Statistical Analysis: Exercises and Solutions 2

Linear Modelling: Exercises

In these exercises we are going to look at conducting some linear models tests in R, using a new dataset.

We have explored a number of questions graphically, with summary statistics, and with simple hypothesis tests. Now we are going to move onto linear models so we can learn more about the relationships within our data and their statistical significance.

Datasets

We are going to start with a seemingly simple example from a data set which is built into R from the agridat library. The dataset is called beaven.barley

This dataset is from an experiment of 8 different barley varieties which compares the yields. Each variety is replicated 20 times in this experiment on the same field.

The grid layout of the field is captured by the row and column fields, the different barley varieties are in the gen column and the yields are in the yield column.

DT::datatable(beaven.barley)

Exercise 1

Question 1

To begin with let us assume our observations in beaven.barley are independent - they are all on the same field after all!

Let's start with some simple summary plotting ...

Question 1 : Make a boxplot showing yields (yield) by genotype (gen) using ggplot. Interpret what this is showing

Please press "Continue" to reveal the solution

Solution 1

Starting with a basic boxplot using the lessons learned from other modules. Plotting the categorical genotype (gen) along the x axis and the continuous yield along the y axis.

ggplot(beaven.barley,aes(y=yield,x=gen))+
  geom_boxplot()

Our plot shows some considerable variation in the means and data spreads across our genotypes. c seems to have the highest yield on average and also the smallest spread. While h has the lowest yield on average though with one of the highest ranges of values.

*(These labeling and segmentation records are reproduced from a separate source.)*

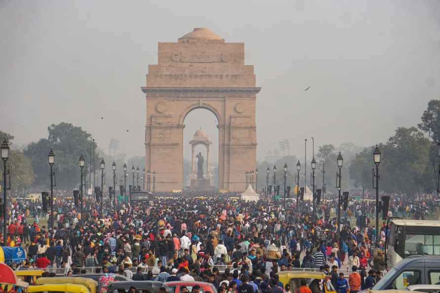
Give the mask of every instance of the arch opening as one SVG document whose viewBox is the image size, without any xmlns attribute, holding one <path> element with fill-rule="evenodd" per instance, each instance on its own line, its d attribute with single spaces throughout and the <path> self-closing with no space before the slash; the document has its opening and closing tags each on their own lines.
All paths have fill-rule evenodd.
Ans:
<svg viewBox="0 0 440 293">
<path fill-rule="evenodd" d="M 203 107 L 190 109 L 183 113 L 183 126 L 182 145 L 183 180 L 185 189 L 194 189 L 198 176 L 199 152 L 203 157 L 203 177 L 209 182 L 211 189 L 218 189 L 219 182 L 219 119 L 216 113 Z"/>
</svg>

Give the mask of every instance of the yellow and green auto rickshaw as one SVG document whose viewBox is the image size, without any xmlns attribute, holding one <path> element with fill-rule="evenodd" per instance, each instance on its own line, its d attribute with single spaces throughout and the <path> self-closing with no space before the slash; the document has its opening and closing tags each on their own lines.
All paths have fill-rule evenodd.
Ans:
<svg viewBox="0 0 440 293">
<path fill-rule="evenodd" d="M 336 290 L 331 285 L 330 277 L 324 272 L 307 272 L 303 271 L 285 271 L 279 272 L 277 274 L 279 277 L 280 282 L 283 286 L 290 284 L 292 292 L 299 292 L 301 280 L 305 280 L 312 293 L 336 293 Z M 322 291 L 319 289 L 319 284 L 323 281 L 324 288 Z"/>
</svg>

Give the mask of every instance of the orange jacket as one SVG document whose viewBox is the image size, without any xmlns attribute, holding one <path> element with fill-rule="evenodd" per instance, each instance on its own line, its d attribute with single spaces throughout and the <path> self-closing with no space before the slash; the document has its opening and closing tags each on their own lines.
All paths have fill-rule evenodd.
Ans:
<svg viewBox="0 0 440 293">
<path fill-rule="evenodd" d="M 350 274 L 348 285 L 351 290 L 359 291 L 361 290 L 361 275 L 358 272 L 353 272 Z"/>
</svg>

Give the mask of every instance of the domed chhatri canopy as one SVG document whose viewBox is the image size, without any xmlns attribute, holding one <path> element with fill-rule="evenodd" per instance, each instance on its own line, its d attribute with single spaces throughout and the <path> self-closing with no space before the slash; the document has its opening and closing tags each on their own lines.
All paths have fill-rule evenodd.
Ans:
<svg viewBox="0 0 440 293">
<path fill-rule="evenodd" d="M 186 34 L 182 39 L 221 39 L 221 38 L 206 28 L 196 28 L 194 31 Z"/>
<path fill-rule="evenodd" d="M 194 137 L 192 138 L 193 141 L 208 141 L 208 136 L 202 129 L 197 129 L 194 133 Z"/>
</svg>

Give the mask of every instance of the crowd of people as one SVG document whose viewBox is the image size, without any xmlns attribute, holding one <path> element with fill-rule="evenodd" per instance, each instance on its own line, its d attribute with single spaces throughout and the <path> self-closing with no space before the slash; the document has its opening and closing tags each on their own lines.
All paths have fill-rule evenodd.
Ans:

Please press "Continue" to move to the next question

Question 2

Now let's add some summary statistics ...

Question 2 : Calculate the mean and standard deviations of yield by genotype using group_by and summarise

Please press "Continue" to reveal the solution

Solution 2

beaven.barley %>%
  group_by(gen) %>%
    summarise(mean = mean(yield),
              standard_deviation = sd(yield))

Our summary statistics reflect what we could see in our box plot with genotypes c,d and g having higher on average yields while f and h are relatively low on average.

Please press "Continue" to move to the next question

Question 3

Now we have explored the data, it is time to start fitting our model

Question 3: Fit an ANOVA model of yield (yield) by genotype (gen) using the lm function. Store it as an object called barley1`

barley1<-lm()

Please press "Continue" to reveal the solution

Solution 3

First let's set up how we will store this model. Remember that whenever saving something as an object to use the <- assign operator.

As for the model code, for a simple ANOVA model, we use the lm (linear model) function. Within this we start with our model formula. We put our dependent variable (y) on the left, followed with a tilda ~ to denote a formula, we then put in our categorical independent variable (x). So in this case our formula becomes yield~gen.

Finally, unlike in other functions we have seen throughout these modules, we end the function with our data argument.

As we are storing this as a object there will be no output. But you can type the model name by itself to show a quick breakdown of the model coefficients.

barley1<-lm(yield~gen,data=beaven.barley)

barley1

Please press "Continue" to move to the next question

Question 4

But what does this model show us?

Question 4: Use the summary and anova functions on the model (barley1) to provide some statistics about the results. What do these tell you?

Please press "Continue" to reveal the solution

Solution 4

First, let's look at summary.

summary(barley1)

This provides a general summary of our model including the coefficients, their significance, data about the spread of residuals, the model R-squared and the model's significance.

In this case we can make a few inferences from this table. Firstly, it appears none of our individual coefficients are significant, this may seem bad but if you remember all coefficients are the differences in average yield relative to our reference level.

In this case our reference level is genotype a, since by default R will order them alphabetically. If you think back to our boxplots, genotype a looked somewhat reflective of the overall average. So this not being statistically different at the 5% level to any other genotype is not too surprising. It would be better to consider the significance of the variable as a whole.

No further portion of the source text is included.